Sistema carcerário brasileiro: problemas e soluções
Enviada em 14/10/2020
No livro “Estação Carandiru”, o médico Dráuzio Varella denuncia o descaso governamental quanto à manutenção do sistema carcerário brasileiro, enfrentador de inúmeros problemas hodiernos. Entre eles, destacam-se a superlotação prisional, cujas raízes datam o início da Era Republicana nacional, e a indiferença da população acerca do tema. Somados, ambos panoramas tornam os estabelecimentos penais do Brasil locais altamente necessitados de intervenções.
Em primeiro plano, aponta-se a inexistência de uma estratégia integracionista direcionada aos ex-escravizados, ao final do século XIX, como intensificadora do volume de indivíduos aprisionados. Nesse sentido, grande parte dos afrodescendentes recém-libertos obteve, no meio criminal, a única possibilidade de sobrevivência alcançável, dando início ao inchaço da bolha carcerária. Uma vez que ainda não se obteve, na contemporaneidade, uma elucidação à situação supracitada, o encarceramento massivo é reiterado, e resulta em condições insalubres aos amontoados detentos.
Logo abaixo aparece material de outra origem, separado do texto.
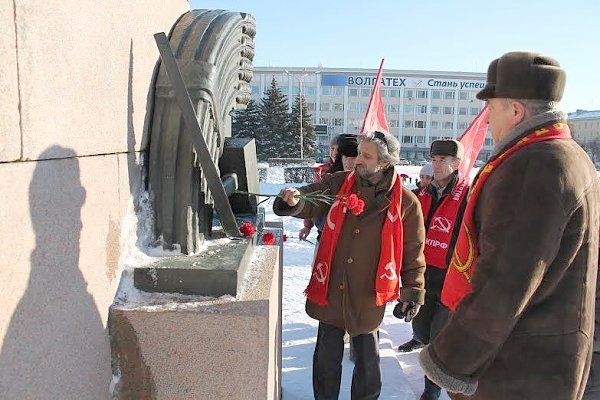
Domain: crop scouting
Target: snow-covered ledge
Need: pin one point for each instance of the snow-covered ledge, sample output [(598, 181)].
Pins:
[(173, 346)]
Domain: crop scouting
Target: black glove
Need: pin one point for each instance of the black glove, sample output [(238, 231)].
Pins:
[(411, 310)]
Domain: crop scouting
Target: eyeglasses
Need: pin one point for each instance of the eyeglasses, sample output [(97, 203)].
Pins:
[(381, 136)]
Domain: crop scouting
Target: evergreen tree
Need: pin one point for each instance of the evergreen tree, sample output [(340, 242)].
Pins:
[(273, 138), (246, 123), (309, 139)]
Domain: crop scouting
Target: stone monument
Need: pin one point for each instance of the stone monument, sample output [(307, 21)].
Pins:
[(197, 316)]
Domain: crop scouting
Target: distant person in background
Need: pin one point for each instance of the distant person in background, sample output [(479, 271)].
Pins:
[(443, 203), (344, 159)]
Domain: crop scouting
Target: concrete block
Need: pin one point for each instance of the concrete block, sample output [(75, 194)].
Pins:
[(190, 347), (10, 140)]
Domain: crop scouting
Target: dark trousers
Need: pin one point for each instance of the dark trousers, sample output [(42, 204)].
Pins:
[(327, 364)]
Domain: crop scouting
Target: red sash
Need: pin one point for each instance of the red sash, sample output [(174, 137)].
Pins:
[(464, 259), (390, 258), (439, 233)]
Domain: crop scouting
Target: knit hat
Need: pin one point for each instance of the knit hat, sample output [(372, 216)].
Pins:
[(427, 170), (447, 147), (348, 145), (524, 75)]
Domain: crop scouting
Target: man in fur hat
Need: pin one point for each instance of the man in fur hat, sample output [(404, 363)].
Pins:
[(442, 202), (362, 258), (522, 278)]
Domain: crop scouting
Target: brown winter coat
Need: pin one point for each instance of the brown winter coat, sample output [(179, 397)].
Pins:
[(351, 295), (525, 333)]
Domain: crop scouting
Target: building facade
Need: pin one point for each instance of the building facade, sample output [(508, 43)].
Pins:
[(421, 106)]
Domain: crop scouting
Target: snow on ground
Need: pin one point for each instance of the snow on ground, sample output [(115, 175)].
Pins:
[(402, 376)]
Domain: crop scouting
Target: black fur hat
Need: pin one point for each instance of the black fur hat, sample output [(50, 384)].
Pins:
[(524, 75), (448, 147)]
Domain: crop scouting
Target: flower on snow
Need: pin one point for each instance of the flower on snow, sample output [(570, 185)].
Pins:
[(247, 229), (268, 238)]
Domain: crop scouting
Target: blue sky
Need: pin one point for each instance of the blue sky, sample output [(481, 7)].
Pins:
[(441, 35)]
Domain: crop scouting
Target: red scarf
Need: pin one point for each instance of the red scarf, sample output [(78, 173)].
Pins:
[(439, 232), (390, 258), (464, 259)]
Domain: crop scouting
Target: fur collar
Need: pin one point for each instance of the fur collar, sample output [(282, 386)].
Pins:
[(526, 126)]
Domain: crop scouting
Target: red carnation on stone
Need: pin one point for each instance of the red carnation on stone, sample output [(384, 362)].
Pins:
[(247, 229), (355, 204), (268, 238)]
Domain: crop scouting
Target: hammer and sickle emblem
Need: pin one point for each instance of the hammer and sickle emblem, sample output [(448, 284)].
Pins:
[(457, 263), (319, 274), (330, 223), (390, 272)]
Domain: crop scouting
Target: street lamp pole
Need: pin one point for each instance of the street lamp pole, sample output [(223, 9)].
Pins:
[(300, 105)]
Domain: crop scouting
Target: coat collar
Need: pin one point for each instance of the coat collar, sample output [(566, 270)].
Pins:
[(526, 127)]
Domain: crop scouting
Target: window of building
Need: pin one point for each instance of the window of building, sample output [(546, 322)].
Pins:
[(355, 123), (309, 91), (391, 108), (332, 91), (449, 95)]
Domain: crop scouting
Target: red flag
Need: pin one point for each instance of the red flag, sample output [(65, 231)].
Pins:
[(472, 139), (375, 119)]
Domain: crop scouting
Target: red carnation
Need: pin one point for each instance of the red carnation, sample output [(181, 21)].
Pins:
[(355, 204), (268, 238), (247, 229)]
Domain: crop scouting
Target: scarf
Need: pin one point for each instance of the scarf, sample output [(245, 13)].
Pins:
[(390, 257), (464, 259)]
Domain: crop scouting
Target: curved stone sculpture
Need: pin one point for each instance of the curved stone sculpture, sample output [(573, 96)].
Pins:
[(214, 51)]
Em segundo plano, tem-se a passividade coletiva tangente à temática como agravante da conjuntura discorrida. Sob esse prisma, filósofo micênico Aristóteles afirma que tudo é algo e só pode vir a ser outro distinto se instituídas diligências almejantes de mudança. Sendo assim, faz-se necessário um posicionamento comunitário com tais pretensões para alterar qualquer aspecto social. Dessa forma, é notável que, enquanto não houverem pressões públicas e sociais, a fim de humanizar e integrar socialmente os enclausurados, estas pessoas estarão passíveis a uma estrutura e um tratamento penitenciários subumanos.
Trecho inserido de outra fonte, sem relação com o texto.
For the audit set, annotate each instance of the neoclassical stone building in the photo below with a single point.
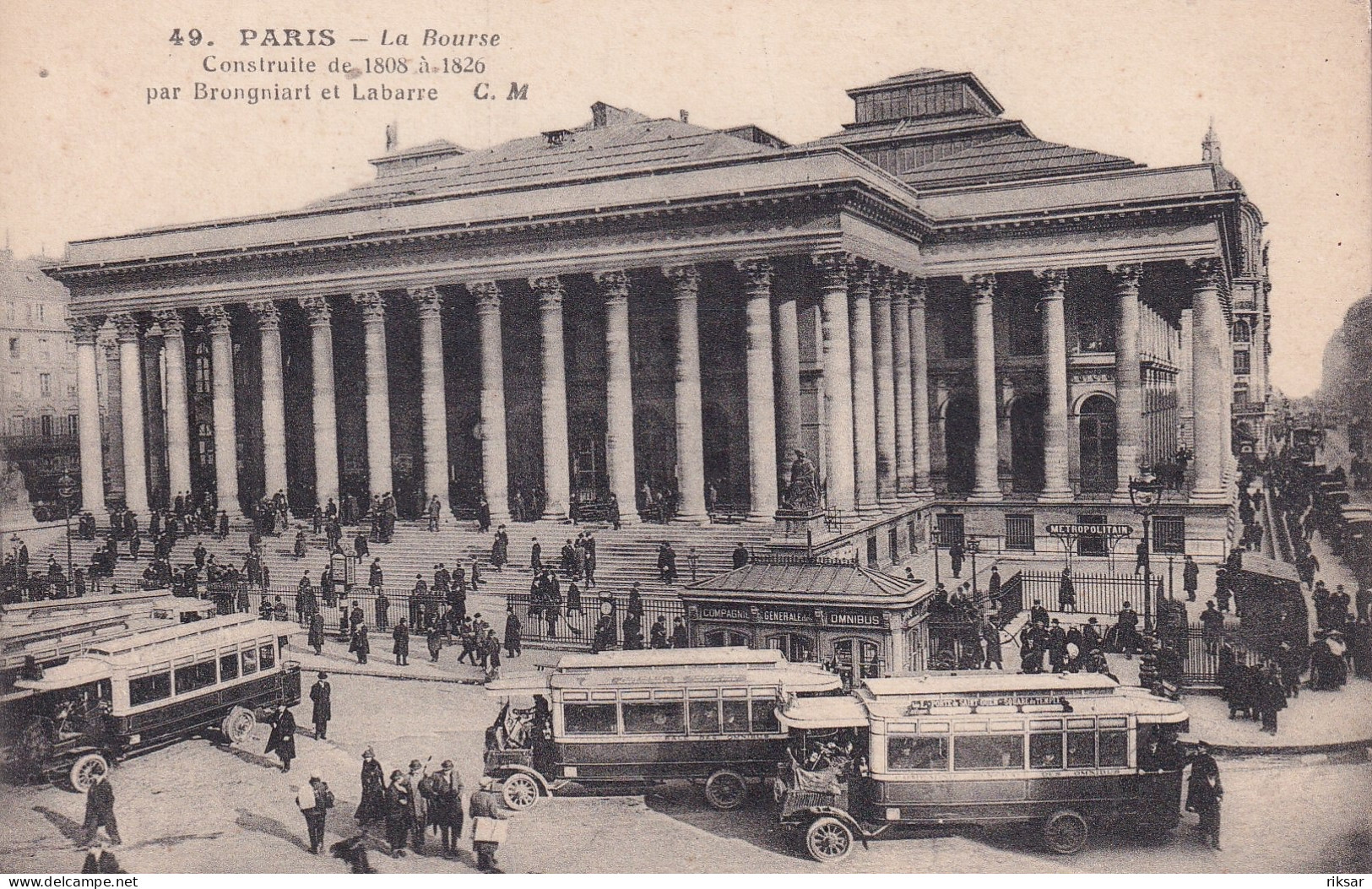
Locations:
(946, 313)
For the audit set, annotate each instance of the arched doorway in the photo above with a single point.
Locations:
(1027, 442)
(961, 442)
(1098, 442)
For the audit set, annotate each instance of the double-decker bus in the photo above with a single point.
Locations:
(634, 718)
(140, 691)
(1065, 752)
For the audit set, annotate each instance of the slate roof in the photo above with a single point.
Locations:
(629, 144)
(1009, 158)
(829, 577)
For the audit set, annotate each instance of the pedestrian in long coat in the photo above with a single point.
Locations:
(372, 808)
(281, 741)
(322, 695)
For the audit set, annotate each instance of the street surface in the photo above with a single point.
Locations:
(195, 807)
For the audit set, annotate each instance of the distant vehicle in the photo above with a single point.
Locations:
(632, 718)
(1066, 752)
(135, 691)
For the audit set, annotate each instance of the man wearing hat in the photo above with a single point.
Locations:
(322, 695)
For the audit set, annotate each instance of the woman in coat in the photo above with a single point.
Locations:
(372, 808)
(283, 737)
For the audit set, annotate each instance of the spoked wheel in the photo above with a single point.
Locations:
(726, 790)
(1065, 833)
(85, 772)
(519, 792)
(829, 840)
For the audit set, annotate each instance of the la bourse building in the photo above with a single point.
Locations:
(948, 316)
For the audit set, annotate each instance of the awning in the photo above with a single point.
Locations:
(823, 713)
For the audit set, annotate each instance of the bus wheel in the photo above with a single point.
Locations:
(237, 724)
(85, 770)
(726, 790)
(1065, 833)
(829, 840)
(519, 792)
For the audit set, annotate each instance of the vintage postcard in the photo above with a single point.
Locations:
(759, 436)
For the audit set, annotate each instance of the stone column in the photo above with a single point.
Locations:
(494, 468)
(1209, 339)
(88, 417)
(840, 494)
(619, 394)
(179, 416)
(325, 412)
(428, 303)
(919, 390)
(557, 482)
(865, 398)
(884, 372)
(217, 318)
(1057, 486)
(762, 401)
(902, 388)
(131, 409)
(377, 393)
(1128, 377)
(274, 397)
(987, 479)
(691, 438)
(788, 379)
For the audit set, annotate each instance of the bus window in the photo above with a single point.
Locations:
(653, 718)
(195, 676)
(1082, 750)
(1114, 748)
(973, 752)
(922, 753)
(146, 689)
(764, 715)
(704, 715)
(1046, 750)
(588, 719)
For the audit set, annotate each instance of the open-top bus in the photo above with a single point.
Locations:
(144, 689)
(632, 718)
(1066, 752)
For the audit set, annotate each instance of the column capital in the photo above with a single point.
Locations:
(427, 300)
(171, 322)
(983, 285)
(217, 318)
(487, 295)
(1207, 270)
(757, 276)
(268, 314)
(84, 328)
(127, 325)
(685, 279)
(1054, 283)
(612, 283)
(317, 307)
(372, 305)
(549, 290)
(1125, 276)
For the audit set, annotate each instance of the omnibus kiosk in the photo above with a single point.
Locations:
(648, 717)
(140, 691)
(1065, 752)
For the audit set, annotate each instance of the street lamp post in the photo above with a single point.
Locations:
(1145, 494)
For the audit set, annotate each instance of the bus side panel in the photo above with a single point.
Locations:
(619, 761)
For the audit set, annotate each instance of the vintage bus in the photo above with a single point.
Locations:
(1065, 752)
(142, 691)
(632, 718)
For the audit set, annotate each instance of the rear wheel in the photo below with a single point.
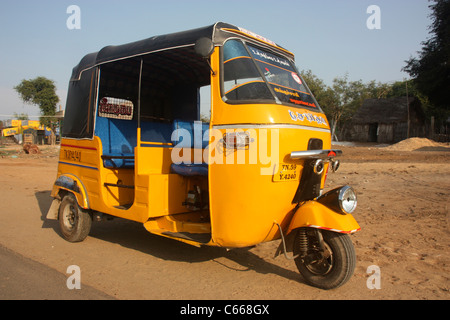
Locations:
(325, 259)
(75, 222)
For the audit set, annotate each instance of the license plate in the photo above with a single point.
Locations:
(286, 172)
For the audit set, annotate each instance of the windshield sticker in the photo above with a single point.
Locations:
(296, 78)
(115, 108)
(297, 116)
(257, 36)
(268, 58)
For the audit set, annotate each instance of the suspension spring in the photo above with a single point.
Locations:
(303, 242)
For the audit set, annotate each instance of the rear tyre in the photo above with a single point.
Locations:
(328, 266)
(75, 222)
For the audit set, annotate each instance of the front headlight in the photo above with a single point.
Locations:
(342, 200)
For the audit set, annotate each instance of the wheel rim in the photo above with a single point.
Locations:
(319, 262)
(69, 217)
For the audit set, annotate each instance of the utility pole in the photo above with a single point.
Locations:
(407, 108)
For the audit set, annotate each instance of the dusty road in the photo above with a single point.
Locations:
(402, 209)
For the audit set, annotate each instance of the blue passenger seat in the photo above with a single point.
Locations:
(189, 134)
(118, 140)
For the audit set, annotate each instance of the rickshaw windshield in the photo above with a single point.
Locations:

Em suma, são necessárias medidas para mitigar as problemáticas apresentadas. A priori, o Departamento Penitenciário Nacional (Depen) deve iniciar um projeto de redistribuição do contingente aprisionado, por meio da construção de novos presídios no território, a fito de diminuir a lotação supramencionada. Ademais, faz-se necessário que o Depen, em união com o Ministério Público, inicie um processo de petições de revisões de sentenças para presidiários com bom comportamento, com a mesma finalidade. Com efeito, espera-se que a negligência denunciada pelo médico, no livro reverenciado, seja revertida.